[ 
https://issues.apache.org/jira/browse/MAHOUT-334?page=com.atlassian.jira.plugin.system.issuetabpanels:comment-tabpanel&focusedCommentId=12851727#action_12851727
 ] 

zhao zhendong commented on MAHOUT-334:
--------------------------------------


Proposal Title: Linear SVM Package (LIBLINEAR) for Mahout

Student Name: Zhendong Zhao

Student E-mail: zha...@comp.nus.edu.sg

Organization/Project:Assigned Mentor:

Proposal Abstract:
Linear Support Vector Machine (SVM) is pretty useful in plenty of applications 
with large-scale datasets or datasets with high dimension features. This 
proposal will port one of the most famous linear SVM solvers, LIBLINEAR [1] to 
mahout with unified interface with Pegasos [2] on mahout, which is another 
linear SVM solver and almost finished by myself (Mahout-232).  Two distinct 
contributions would be: 1) Introduce LIBLINEAR to Mahout; 2) Unified interfaces 
for linear SVM classifier on Mahout.

Detailed Description:

1 Motivation
As one of TOP 10 algorithms in data mining society [3], Support Vector Machine 
is very powerful Machine Learning tool and widely adopted in Data Mining, 
Pattern Recognition and Information Retrieval domains.

The SVM training procedure is pretty slow, however, especially on the case with 
large-scale dataset.
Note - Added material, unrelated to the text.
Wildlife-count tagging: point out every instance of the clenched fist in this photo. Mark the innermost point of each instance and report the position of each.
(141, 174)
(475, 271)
Nowadays, several literatures propose SVM solvers with 
linear kernel that can handle large-scale learning problem, for instance, 
LIBLINEAR [1] and Pegasos [2]. I have already implemented a prototype of linear 
SVM classifier based on Pegasos [2] for Mahout (issue: 
Mahout-232)(http://issues.apache.org/jira/browse/MAHOUT-232). Nevertheless, as 
the winner of ICML 2008 large-scale learning challenge (linear SVM track 
(http://largescale.first.fraunhofer.de/summary/), LIBLINEAR [1] suppose to be 
incorporated in Mahout too.

2 Functionalities to Be Implemented
Currently, LIBLINEAR package supports:
—   L2-regularized classifiers L2-loss linear SVM, L1-loss linear SVM, and 
logistic regression (LR)
—   L1-regularized classifiers L2-loss linear SVM and logistic regression (LR)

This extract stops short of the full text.